CAPÍTULO XXVII


Dos figuras escuálidas avanzaban trabajosamente por la arena de la playa. La falta de alimentos, unido a la exposición prolongada a los elementos, les iba debilitando.


El Chico prácticamente era arrastrado por El Jugador, que no sabía qué fuerza inexplicable le mantenía en pie.

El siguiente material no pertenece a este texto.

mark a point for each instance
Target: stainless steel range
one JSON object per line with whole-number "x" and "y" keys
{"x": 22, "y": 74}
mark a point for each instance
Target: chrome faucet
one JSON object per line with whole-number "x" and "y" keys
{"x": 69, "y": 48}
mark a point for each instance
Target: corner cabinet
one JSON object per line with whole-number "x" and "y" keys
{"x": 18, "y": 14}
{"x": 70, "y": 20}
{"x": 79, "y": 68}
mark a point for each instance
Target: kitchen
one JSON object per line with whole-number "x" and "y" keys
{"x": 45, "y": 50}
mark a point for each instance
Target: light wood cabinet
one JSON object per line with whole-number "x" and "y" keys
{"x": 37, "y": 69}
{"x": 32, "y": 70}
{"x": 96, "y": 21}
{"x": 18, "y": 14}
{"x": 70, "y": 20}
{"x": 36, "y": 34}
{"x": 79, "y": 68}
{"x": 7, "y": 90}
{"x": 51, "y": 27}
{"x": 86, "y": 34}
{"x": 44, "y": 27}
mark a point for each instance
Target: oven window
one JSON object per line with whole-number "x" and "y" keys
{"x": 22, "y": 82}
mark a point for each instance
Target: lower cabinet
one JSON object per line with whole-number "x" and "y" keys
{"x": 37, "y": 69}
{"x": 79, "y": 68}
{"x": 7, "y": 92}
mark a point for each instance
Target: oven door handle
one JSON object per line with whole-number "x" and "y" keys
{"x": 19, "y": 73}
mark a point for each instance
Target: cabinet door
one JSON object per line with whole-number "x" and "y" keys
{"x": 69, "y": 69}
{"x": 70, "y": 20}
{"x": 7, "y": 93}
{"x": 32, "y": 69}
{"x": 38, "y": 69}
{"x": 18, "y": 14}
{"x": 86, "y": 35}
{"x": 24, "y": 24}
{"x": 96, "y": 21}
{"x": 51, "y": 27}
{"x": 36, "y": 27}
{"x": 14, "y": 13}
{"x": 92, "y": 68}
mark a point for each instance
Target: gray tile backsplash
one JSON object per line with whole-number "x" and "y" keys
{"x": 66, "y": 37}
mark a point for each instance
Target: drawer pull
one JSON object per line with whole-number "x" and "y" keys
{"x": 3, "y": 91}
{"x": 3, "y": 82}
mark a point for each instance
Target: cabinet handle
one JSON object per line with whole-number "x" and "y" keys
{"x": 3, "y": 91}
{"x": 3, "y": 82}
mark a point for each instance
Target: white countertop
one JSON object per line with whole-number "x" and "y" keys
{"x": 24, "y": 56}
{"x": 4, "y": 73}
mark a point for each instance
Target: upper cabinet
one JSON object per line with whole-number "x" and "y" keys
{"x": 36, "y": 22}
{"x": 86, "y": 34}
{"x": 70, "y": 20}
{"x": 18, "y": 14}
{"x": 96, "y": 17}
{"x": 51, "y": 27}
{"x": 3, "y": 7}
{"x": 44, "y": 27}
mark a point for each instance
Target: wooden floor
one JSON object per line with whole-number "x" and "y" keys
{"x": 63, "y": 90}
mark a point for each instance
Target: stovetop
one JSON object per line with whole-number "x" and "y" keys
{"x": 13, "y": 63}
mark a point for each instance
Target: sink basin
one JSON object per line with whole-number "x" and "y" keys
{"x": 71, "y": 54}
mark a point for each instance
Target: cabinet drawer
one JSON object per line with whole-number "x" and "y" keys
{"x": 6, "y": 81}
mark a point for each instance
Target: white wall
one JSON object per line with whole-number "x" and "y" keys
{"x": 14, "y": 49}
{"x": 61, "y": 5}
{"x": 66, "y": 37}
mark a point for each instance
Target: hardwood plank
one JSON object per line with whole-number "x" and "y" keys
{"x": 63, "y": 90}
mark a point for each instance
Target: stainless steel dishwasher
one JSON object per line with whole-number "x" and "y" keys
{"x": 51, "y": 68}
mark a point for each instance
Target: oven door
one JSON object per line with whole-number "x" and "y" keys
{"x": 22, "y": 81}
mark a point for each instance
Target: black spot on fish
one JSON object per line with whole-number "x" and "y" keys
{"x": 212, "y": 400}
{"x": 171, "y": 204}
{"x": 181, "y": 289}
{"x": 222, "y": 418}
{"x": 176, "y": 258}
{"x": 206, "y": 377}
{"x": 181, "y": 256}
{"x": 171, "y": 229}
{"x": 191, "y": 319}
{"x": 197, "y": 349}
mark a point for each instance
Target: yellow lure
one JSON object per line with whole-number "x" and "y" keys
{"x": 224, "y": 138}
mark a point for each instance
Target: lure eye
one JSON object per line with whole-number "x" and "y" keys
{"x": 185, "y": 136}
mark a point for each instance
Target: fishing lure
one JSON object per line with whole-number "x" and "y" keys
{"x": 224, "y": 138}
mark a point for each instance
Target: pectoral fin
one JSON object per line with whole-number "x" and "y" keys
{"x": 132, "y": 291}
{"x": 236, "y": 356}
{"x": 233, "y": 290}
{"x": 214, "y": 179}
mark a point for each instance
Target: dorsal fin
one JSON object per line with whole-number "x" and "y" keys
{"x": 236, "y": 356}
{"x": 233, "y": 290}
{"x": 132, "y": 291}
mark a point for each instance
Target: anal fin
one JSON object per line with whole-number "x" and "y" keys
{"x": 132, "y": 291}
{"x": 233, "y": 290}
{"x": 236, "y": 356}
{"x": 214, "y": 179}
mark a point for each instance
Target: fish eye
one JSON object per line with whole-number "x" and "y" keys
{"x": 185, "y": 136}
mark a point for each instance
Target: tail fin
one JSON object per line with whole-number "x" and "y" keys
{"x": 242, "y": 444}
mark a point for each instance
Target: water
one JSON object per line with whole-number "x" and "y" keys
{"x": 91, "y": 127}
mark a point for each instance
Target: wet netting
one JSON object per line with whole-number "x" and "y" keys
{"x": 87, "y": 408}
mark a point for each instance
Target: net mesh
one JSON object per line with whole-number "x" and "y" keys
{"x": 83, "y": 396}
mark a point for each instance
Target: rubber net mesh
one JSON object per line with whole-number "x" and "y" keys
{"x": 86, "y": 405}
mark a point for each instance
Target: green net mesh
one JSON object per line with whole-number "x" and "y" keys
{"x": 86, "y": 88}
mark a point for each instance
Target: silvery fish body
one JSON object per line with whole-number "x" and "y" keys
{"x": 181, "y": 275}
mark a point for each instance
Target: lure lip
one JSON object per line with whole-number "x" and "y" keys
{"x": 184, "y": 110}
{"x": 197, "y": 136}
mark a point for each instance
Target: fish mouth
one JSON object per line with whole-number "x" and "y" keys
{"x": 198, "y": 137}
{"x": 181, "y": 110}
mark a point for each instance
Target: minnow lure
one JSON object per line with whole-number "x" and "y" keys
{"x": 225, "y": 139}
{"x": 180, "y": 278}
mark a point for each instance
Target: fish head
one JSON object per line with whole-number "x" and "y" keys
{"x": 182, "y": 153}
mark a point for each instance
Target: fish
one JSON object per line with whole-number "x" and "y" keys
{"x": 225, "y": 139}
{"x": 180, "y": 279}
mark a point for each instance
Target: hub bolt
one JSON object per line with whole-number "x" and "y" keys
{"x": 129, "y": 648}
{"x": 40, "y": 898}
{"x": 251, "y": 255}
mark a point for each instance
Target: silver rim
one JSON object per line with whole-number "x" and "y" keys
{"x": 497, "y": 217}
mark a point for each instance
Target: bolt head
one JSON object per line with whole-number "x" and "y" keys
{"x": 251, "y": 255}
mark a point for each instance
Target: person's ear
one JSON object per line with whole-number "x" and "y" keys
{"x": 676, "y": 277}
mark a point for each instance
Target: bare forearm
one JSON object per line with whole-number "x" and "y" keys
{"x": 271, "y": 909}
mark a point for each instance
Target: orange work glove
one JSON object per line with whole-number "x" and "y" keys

No podía más pero si se rendía, desmoralizaría al pequeño.


Y el pequeño seguía a El Jugador con devoción ciega, como un ejemplo vivo. Se divisaban estribaciones montañosas no muy lejos y más cerca, una cadena de enormes dunas naturales. El viento había ido arrastrando hasta allí toda aquella arena que ahora amenazaba con sepultar la vegetación de un pequeño bosque cercano.


El Jugador se topó de repente con unas huellas confusas en el suelo arenoso. Muchas pisadas, en todas direcciones, que se pisaban las unas a las otras. Hizo un gesto con la mano para que El Chico se quedase quieto.


-   Espera aquí, ordenó.


El Chico sin decir una sola palabra, se quedó clavado en el sitio en que se encontraba.


Allí había habido mucha gente, pero no daban la impresión de haberse marchado precipitadamente, sino todo lo contrario. Pero no habían sido cuidadosos y, sobre todo, no habían tapado sus huellas. Parecía no importarles a juzgar por el caos que El Jugador podía leer en el polvoriento suelo.


 


El Buscador atisbaba el sol de la mañana desde lo alto de una colina cercana. La pesadilla de la noche anterior le reafirmaba en la creencia de que sus amigos estaban cerca, muy cerca.


Sus servidores se afanaban en el campamento allá abajo, recogiendo pertrechos y preparando la siguiente etapa del viaje. Cada día era igual al anterior: recoger, viajar y plantar de nuevo el campamento al atardecer… la misma aburrida rutina día tras día. ¿Y para qué? ¿El fin que se le había encomendado merecía la pena?


Examinando sus convicciones, no se reconocía en aquel nuevo personaje en que se había convertido. ¿Dónde había desaparecido su yo? ¿En qué momento había cambiado su piel por los ropajes? ¿Sus pies descalzos por las botas de piel? ¿Su vivir despreocupado y viajero por aquel contrito y siempre excesivamente agobiado alter ego?


Era el momento de recuperar su identidad, su primigenia personalidad. Su característica primordial, su nombre.


Echó un último vistazo a la playa y al horizonte infinito y descendió al campamento.


Kor dejó lo que estaba haciendo y se volvió para buscar con la mirada al Maestro. Hacía rato que lo echaba de menos. En seguida lo vio descender por la ladera de la colina. Pensó que a pesar de lo que decía el Maestro, éste estaba raro. Melancólico, meditabundo, ajeno y como fuera de lugar. No se parecía mucho al joven impaciente que había conocido en Nueva Esperanza.


Ensimismado en estos pensamientos, no se percató de que tenía al Maestro delante. Éste le puso una mano en el hombro y Kor se sobresaltó.


-         ¡Maestro! ¡Me has asustado!


-         Mi nombre es Unodien. Diles a todos que no vuelvan a llamarme “Maestro”.


Kor iba a protestar pero el semblante y la mirada de El Buscador, le hicieron callar. Presentía que era mejor no llevarle la contraria. Dejó lo que estaba haciendo y fue a buscar a los demás. Pronto se formó un corrillo en cuyo centro estaba Kor que, muy sobresaltado, explicaba con grandes aspavientos la conversación que acababa de tener con El Buscador. Las caras, sorprendidas, se volvían hacia él sin disimulo y su expresión era de reprobación.